If you think about it, this is really a natural evolution of the DevOps philosophy that focuses on collaboration. Integrating all stakeholders into the development pipeline makes the final product better.
In practice, this means including security in the process from the beginning. It also often means adopting security as code and automating things like vulnerability scans. For more on security as code, check out this Simple Programmer article by Justin Boyer.
DevOps, SecOps, and DevSecOps are terms used to describe different things depending on who you ask. Some will argue that the term DevOps is enough. Others will call out the importance of SecOps and DevSecOps. As an IT pro looking to sort through the differences, there are a few quick rules of thumb you can rely on. The most obvious are baked-in to the names:
DevOps. Development (Dev) and operations (Ops) teams working collaboratively.
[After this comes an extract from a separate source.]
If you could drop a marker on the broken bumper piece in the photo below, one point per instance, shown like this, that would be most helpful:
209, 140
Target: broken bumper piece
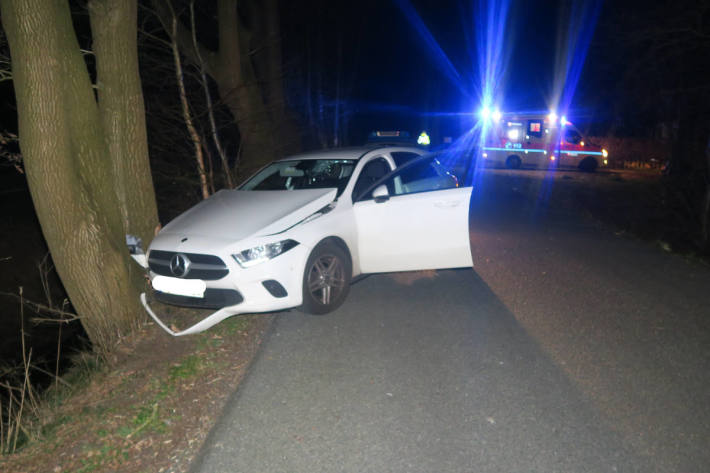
204, 324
SecOps. IT security (Sec) and operations (Ops) teams working collaboratively.
DevSecOps. Development (Dev), security (Sec), and operations (Ops) teams working collaboratively.
The more important takeaway is the collaborative and agile nature of these different Ops terms. They all focus on breaking down silos and working with agility. Feedback loops are shortened, responsibility is shared, and processes are automated. The collaborative and agile ideals are the important takeaways. Knowing the labels simply helps you explain them better.